Submission Deadline: 25 August 2022 (closed) View: 138
The world issues to deal with the pandemic caused by the pathogen SARS-CoV-2 has urgently posed the need of rethinking the available resources to combat a health crisis of this dimensions. Innovation in healthcare needs to be accelerated to address the health problems of our time and the future. Biomedical and healthcare data are available in different formats, including numeric, textual reports, images, and the data may come from different sources. A major challenge in biomedical science and healthcare involves coping with the uncertainty, imprecision and incompleteness. Such uncertainties make it difficult to develop useful models, algorithms, systems, and realizing their successful applications.

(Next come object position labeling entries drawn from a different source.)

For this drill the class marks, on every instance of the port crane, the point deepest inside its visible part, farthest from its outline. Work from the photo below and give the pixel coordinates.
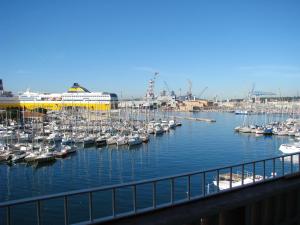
(256, 94)
(202, 92)
(150, 90)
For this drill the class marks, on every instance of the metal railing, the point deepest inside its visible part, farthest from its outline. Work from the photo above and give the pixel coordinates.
(276, 166)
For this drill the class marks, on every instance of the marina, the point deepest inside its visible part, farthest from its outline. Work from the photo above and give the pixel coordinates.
(112, 164)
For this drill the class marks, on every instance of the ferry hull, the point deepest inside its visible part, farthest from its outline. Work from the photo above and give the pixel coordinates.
(57, 105)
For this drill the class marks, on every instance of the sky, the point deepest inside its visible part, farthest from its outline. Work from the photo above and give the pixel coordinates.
(117, 46)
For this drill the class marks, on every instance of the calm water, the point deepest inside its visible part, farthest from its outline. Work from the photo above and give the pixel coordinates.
(194, 146)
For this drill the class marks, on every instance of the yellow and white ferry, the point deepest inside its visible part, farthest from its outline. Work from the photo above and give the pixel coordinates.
(77, 96)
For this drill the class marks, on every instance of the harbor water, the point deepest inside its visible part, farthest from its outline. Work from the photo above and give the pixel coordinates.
(193, 146)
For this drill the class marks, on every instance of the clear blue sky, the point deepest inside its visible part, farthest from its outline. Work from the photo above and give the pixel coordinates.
(117, 45)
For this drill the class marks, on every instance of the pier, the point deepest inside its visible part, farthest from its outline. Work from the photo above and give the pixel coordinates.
(266, 199)
(196, 119)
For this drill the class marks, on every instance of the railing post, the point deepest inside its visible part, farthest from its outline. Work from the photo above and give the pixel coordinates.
(8, 215)
(66, 215)
(91, 206)
(172, 191)
(154, 194)
(274, 169)
(292, 164)
(189, 187)
(253, 165)
(230, 177)
(134, 198)
(298, 161)
(218, 180)
(203, 184)
(243, 173)
(264, 165)
(282, 165)
(114, 202)
(38, 212)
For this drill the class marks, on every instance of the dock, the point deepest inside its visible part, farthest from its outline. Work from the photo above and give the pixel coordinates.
(197, 119)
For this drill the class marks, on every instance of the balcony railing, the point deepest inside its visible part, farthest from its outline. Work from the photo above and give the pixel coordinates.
(152, 194)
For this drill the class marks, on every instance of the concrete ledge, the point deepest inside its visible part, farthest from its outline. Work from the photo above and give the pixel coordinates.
(188, 213)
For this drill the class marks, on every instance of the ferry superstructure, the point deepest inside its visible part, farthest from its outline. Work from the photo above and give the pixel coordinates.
(77, 96)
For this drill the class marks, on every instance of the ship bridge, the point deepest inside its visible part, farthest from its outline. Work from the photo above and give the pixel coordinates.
(76, 88)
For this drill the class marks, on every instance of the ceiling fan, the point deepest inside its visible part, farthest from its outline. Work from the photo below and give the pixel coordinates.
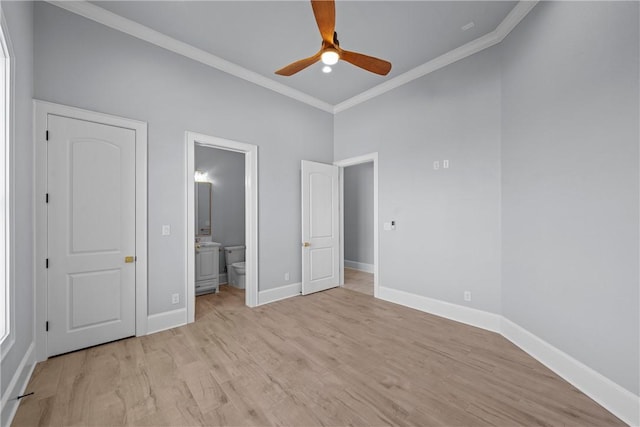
(331, 52)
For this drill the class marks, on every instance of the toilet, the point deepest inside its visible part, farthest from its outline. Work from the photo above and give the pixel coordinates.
(234, 258)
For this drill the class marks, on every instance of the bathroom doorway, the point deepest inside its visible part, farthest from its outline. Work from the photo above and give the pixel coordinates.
(359, 223)
(227, 175)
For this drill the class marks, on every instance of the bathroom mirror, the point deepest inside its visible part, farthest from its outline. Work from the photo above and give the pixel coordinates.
(203, 208)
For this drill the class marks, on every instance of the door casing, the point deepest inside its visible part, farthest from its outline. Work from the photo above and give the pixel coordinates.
(41, 111)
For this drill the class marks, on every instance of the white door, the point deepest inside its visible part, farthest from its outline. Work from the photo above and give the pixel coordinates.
(91, 233)
(320, 227)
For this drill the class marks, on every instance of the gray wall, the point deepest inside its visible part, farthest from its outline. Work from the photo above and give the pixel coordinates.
(542, 134)
(84, 64)
(358, 213)
(226, 172)
(570, 182)
(448, 221)
(19, 18)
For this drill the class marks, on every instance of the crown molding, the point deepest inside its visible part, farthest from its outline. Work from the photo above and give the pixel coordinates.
(494, 37)
(142, 32)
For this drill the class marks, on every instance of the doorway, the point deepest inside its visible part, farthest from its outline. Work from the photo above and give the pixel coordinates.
(359, 231)
(250, 154)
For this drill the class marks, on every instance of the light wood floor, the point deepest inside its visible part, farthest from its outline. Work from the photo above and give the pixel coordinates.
(358, 281)
(333, 358)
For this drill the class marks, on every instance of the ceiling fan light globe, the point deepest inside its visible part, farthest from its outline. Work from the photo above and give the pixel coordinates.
(330, 57)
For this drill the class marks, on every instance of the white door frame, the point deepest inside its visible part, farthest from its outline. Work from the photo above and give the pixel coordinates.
(366, 158)
(41, 110)
(250, 152)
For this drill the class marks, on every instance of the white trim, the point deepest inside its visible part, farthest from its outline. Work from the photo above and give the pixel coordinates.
(223, 279)
(361, 266)
(494, 37)
(17, 386)
(616, 399)
(279, 293)
(127, 26)
(250, 152)
(467, 315)
(41, 110)
(365, 158)
(7, 301)
(613, 397)
(167, 320)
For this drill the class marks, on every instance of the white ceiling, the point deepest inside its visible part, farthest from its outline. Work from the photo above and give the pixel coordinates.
(263, 36)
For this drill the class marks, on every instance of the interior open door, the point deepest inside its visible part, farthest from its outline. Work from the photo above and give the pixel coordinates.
(320, 227)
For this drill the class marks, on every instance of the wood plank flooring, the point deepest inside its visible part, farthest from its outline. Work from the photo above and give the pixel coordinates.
(333, 358)
(358, 281)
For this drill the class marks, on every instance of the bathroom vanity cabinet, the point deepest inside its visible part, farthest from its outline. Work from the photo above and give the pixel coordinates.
(207, 267)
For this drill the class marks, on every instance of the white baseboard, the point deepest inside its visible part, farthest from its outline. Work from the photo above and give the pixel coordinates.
(167, 320)
(616, 399)
(17, 386)
(613, 397)
(282, 292)
(368, 268)
(459, 313)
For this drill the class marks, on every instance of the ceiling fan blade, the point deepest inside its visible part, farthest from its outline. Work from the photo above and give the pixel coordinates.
(369, 63)
(325, 13)
(300, 65)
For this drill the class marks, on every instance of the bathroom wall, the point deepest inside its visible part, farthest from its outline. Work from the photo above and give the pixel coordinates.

Although the current research in this field has shown promising results, there is an urgent need to explore novel data-driven knowledge discovery and analytics methods in clinical research to improve epidemic monitoring and healthcare delivery as a whole. Intelligent medicine and healthcare decision support systems have become an emerging research topic since they can be applied for disease diagnostics and/or prevention, follow-up monitoring, defining treatment pathways, clinical decision support etc
Despite the significant recent advances in medicine and healthcare data analysis, there are substantial research challenges and open questions to be explored. These demand further and deeper investigations to develop more useful decision-making systems that are capable of dealing with randomness, imprecision, volume, vagueness, incompleteness, and missing values along with efficient handling of variety, velocity and (abundant or lacking) volume of biomedical data. Compared to the traditional decision support techniques, the representation of fuzzy linguistic terms based on soft computing provides a straightforward framework for building more understandable, imprecision-aware clinical systems. As opposed to systems powered by statistical reasoning only, fuzzy biomedical systems cater a way of building models that encode the imprecise conceptual semantics of a health problem, not just for doing analytics, but also to embrace its interpretability. Thus, designing an efficient and effective fuzzy system to deal with uncertainty is an emerging and promising topic to improve reasoning and intelligent monitoring, control, diagnostic and treatment in biomedical science in healthcare.